Mr. President, I salute you for chasing out the special prosecutor
what need will corruption in our dictionary be if it doesn’t exist
I love you so much for taking us back to where our forefathers ended things
in this melanin suit of ours, on this chlorophyll land

with your brisk arrogance and all-die-be-die genotype
that only our countrymen can sequence

Sir, don’t call the Whiteman, evil
& ask him for no reparations

because you have done worse to your people,
to your lands and your gods

whom you’ve promised a cathedral

By Sylvester Kwakye

Biography:

Sylvester Kwakye is a Ghanaian medical student, and author of “Flying From Nectar To Hive”, a full-length poetry collection. His poems have been published or accepted for publication in Writing Woman Anthology Vol 3, New Note Poetry, Metachrosis Literary Magazine, Cool Beans Lit & Passionfruit Review.

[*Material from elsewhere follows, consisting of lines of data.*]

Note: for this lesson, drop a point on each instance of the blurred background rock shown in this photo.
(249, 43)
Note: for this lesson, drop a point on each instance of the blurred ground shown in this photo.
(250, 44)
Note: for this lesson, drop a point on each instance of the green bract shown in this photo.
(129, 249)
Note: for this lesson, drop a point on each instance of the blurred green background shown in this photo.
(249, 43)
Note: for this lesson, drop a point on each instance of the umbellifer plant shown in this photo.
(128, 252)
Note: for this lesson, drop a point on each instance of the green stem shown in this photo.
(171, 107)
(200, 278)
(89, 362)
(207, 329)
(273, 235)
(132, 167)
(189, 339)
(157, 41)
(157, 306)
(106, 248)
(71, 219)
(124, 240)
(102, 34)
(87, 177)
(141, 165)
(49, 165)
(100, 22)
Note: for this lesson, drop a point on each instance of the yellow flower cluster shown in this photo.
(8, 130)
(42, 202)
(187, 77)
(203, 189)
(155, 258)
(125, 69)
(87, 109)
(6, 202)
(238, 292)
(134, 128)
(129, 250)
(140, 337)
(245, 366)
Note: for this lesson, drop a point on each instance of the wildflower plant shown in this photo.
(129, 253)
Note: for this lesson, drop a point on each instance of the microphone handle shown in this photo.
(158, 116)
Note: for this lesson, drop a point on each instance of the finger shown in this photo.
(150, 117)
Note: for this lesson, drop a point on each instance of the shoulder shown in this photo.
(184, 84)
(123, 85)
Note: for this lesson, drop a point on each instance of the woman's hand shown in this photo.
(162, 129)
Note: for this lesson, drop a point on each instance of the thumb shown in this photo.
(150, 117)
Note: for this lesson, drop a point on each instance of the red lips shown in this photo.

The Art of Quilting or The Making of the Black American By Taylor Lauren Davis

The Art of Quilting or The Making of the Black American
after Bisa Butler’s Black American Portraits exhibition

Stripped of home &
Forced to a stolen land
Covered in snow

My ancestors:

The Fulani, The Mandinka, The Jola,
The Bamileke, The Asante, The Edo
The Wolof, The Temne, The Yoruba,
The Mende, The Igbo, The Fante

Stitched their names into a quilt
& survived the long winter, as One:
the blacks.

By Taylor Lauren Davis

Biography:

Taylor Lauren Davis is a black American poet, attorney, and retired nurse from Memphis, TN. She is a graduate of Howard University and the University of Pennsylvania Carey Law School. Her works have appeared in Poet Lore, Button Poetry, Rust + Moth, Torch Literary Arts, and elsewhere.